Skeletons hail from Brooklyn and ‘People’ is their latest LP, newly released in collaboration with Crammed Discs (Europe only) and Shinkoyo on cassette and CD, with a vinyl edition coming later via Socket Records. ‘Grandma’ is lifted from said album and is probably unlike anything you’ve ever heard before. To these ears, I can hear notes of Extra Life, Dirty Projectors and, perhaps, Volcano!, but such loose comparisons are rendered superfluous by this peculiar, but utterly compelling track.
It’s a collision of mathy guitar lines almost at odds with scattered, jerky rhythms that somehow remains totally fluid. An elaborate musical geometry, where Matt Mehlan’s incessant vocals only reinforce this abstract, yet infectious track. Skeletons then veer off in another, quite unexpected, direction with an explosion of hulking guitar and rolling percussion, before things end via a gentle, meandering epilogue. Inherently strange, but all the more remarkable for it.

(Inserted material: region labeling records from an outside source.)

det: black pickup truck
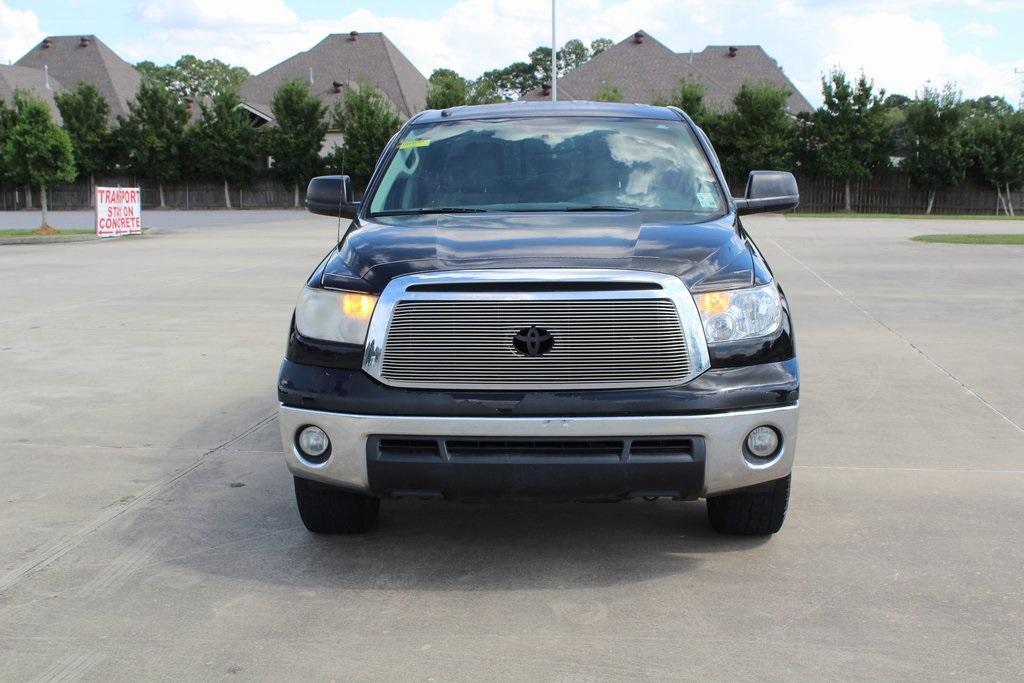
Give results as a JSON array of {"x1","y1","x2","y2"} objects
[{"x1": 278, "y1": 102, "x2": 800, "y2": 535}]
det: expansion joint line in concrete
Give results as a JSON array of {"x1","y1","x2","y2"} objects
[
  {"x1": 0, "y1": 412, "x2": 278, "y2": 594},
  {"x1": 768, "y1": 238, "x2": 1024, "y2": 433}
]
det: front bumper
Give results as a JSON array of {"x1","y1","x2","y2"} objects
[{"x1": 280, "y1": 402, "x2": 800, "y2": 499}]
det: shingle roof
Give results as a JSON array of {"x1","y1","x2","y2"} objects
[
  {"x1": 693, "y1": 45, "x2": 814, "y2": 114},
  {"x1": 14, "y1": 36, "x2": 141, "y2": 121},
  {"x1": 524, "y1": 31, "x2": 812, "y2": 114},
  {"x1": 526, "y1": 32, "x2": 733, "y2": 107},
  {"x1": 0, "y1": 65, "x2": 61, "y2": 123},
  {"x1": 242, "y1": 33, "x2": 427, "y2": 119}
]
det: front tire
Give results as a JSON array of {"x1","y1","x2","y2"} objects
[
  {"x1": 295, "y1": 477, "x2": 381, "y2": 533},
  {"x1": 708, "y1": 476, "x2": 791, "y2": 536}
]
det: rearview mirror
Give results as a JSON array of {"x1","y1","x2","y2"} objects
[
  {"x1": 735, "y1": 171, "x2": 800, "y2": 215},
  {"x1": 306, "y1": 175, "x2": 359, "y2": 218}
]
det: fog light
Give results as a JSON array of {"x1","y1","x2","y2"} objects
[
  {"x1": 297, "y1": 425, "x2": 331, "y2": 461},
  {"x1": 746, "y1": 425, "x2": 781, "y2": 458}
]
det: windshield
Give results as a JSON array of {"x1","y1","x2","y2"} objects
[{"x1": 370, "y1": 117, "x2": 726, "y2": 220}]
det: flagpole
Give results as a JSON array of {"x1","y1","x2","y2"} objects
[{"x1": 551, "y1": 0, "x2": 558, "y2": 102}]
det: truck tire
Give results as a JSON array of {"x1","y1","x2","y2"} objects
[
  {"x1": 708, "y1": 476, "x2": 790, "y2": 536},
  {"x1": 295, "y1": 477, "x2": 381, "y2": 533}
]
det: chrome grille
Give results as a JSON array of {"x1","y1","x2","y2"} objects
[{"x1": 381, "y1": 293, "x2": 691, "y2": 389}]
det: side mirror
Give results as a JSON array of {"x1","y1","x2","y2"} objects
[
  {"x1": 306, "y1": 175, "x2": 359, "y2": 218},
  {"x1": 735, "y1": 171, "x2": 800, "y2": 215}
]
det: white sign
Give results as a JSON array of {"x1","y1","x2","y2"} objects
[{"x1": 96, "y1": 187, "x2": 142, "y2": 238}]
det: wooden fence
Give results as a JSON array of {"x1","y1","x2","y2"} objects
[
  {"x1": 797, "y1": 171, "x2": 1024, "y2": 215},
  {"x1": 0, "y1": 170, "x2": 1024, "y2": 215},
  {"x1": 0, "y1": 176, "x2": 305, "y2": 211}
]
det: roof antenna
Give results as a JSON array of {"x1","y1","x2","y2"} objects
[{"x1": 551, "y1": 0, "x2": 558, "y2": 102}]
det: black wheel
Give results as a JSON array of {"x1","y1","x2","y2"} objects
[
  {"x1": 708, "y1": 476, "x2": 790, "y2": 536},
  {"x1": 295, "y1": 477, "x2": 381, "y2": 533}
]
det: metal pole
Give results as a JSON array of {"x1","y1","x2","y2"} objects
[{"x1": 551, "y1": 0, "x2": 558, "y2": 102}]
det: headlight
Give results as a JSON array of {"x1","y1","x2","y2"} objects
[
  {"x1": 694, "y1": 283, "x2": 782, "y2": 344},
  {"x1": 295, "y1": 287, "x2": 377, "y2": 345}
]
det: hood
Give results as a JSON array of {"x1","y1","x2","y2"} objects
[{"x1": 314, "y1": 212, "x2": 753, "y2": 292}]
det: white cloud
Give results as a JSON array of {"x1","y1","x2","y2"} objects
[
  {"x1": 59, "y1": 0, "x2": 1024, "y2": 108},
  {"x1": 116, "y1": 0, "x2": 704, "y2": 76},
  {"x1": 959, "y1": 22, "x2": 999, "y2": 38},
  {"x1": 822, "y1": 12, "x2": 1024, "y2": 102},
  {"x1": 0, "y1": 0, "x2": 44, "y2": 63}
]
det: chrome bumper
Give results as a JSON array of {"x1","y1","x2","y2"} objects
[{"x1": 280, "y1": 404, "x2": 800, "y2": 496}]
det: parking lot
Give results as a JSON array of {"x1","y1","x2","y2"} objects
[{"x1": 0, "y1": 211, "x2": 1024, "y2": 681}]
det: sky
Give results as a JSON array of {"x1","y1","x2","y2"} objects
[{"x1": 0, "y1": 0, "x2": 1024, "y2": 105}]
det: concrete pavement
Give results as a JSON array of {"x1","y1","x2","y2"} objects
[{"x1": 0, "y1": 212, "x2": 1024, "y2": 680}]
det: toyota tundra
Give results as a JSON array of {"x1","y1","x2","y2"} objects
[{"x1": 278, "y1": 102, "x2": 800, "y2": 535}]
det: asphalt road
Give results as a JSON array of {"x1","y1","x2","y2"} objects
[{"x1": 0, "y1": 212, "x2": 1024, "y2": 681}]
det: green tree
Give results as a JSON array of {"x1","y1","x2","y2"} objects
[
  {"x1": 594, "y1": 79, "x2": 623, "y2": 102},
  {"x1": 135, "y1": 54, "x2": 249, "y2": 101},
  {"x1": 0, "y1": 98, "x2": 17, "y2": 180},
  {"x1": 186, "y1": 90, "x2": 257, "y2": 209},
  {"x1": 882, "y1": 94, "x2": 913, "y2": 159},
  {"x1": 482, "y1": 61, "x2": 551, "y2": 99},
  {"x1": 466, "y1": 76, "x2": 505, "y2": 104},
  {"x1": 902, "y1": 85, "x2": 968, "y2": 214},
  {"x1": 53, "y1": 81, "x2": 112, "y2": 197},
  {"x1": 115, "y1": 81, "x2": 188, "y2": 208},
  {"x1": 481, "y1": 38, "x2": 611, "y2": 99},
  {"x1": 3, "y1": 95, "x2": 75, "y2": 229},
  {"x1": 427, "y1": 69, "x2": 469, "y2": 110},
  {"x1": 964, "y1": 96, "x2": 1024, "y2": 216},
  {"x1": 590, "y1": 38, "x2": 614, "y2": 59},
  {"x1": 651, "y1": 76, "x2": 713, "y2": 128},
  {"x1": 561, "y1": 38, "x2": 591, "y2": 75},
  {"x1": 709, "y1": 83, "x2": 797, "y2": 180},
  {"x1": 334, "y1": 83, "x2": 401, "y2": 190},
  {"x1": 803, "y1": 69, "x2": 891, "y2": 211},
  {"x1": 265, "y1": 79, "x2": 327, "y2": 207}
]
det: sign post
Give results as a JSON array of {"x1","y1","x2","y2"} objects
[{"x1": 96, "y1": 187, "x2": 142, "y2": 238}]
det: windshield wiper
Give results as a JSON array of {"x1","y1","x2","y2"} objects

One of the most fascinating bands from the hugely creative Brooklyn/NYC scene of recent times, Skeletons create intense, original and revelatory music, working a globe-spanning realm of inspirations into a singular and colourful vision of guitar-based songcraft. Led by Matt Mehlan and his long-term collaborators Jason McMahon and Jonathan Leland, Skeletons have spent the last few years touring their potent live show all around, releasing a string of bold, beautifully recorded albums in the process.
“People”, their new album, co-mixed by Rusty Santos (also known for his work with Owen Pallett and Animal Collective/Panda Bear)is the first released in exciting union between Shinkoyo and Crammed Discs, with a limited vinyl edition via Sockets Records. It brilliantly boils down all the band’s thrilling sonic excursions into a collection of concise, fluid and emotive songs: rich, subtly dramatic musical atmospheres envelope Matt Mehlan’s compelling lyrical tales, inhabited by unlikely real-life characters (Jimmy Damour, Tania Head, Lil’ Rich and others) whose stories are told from a viewpoint which is both human and social/political.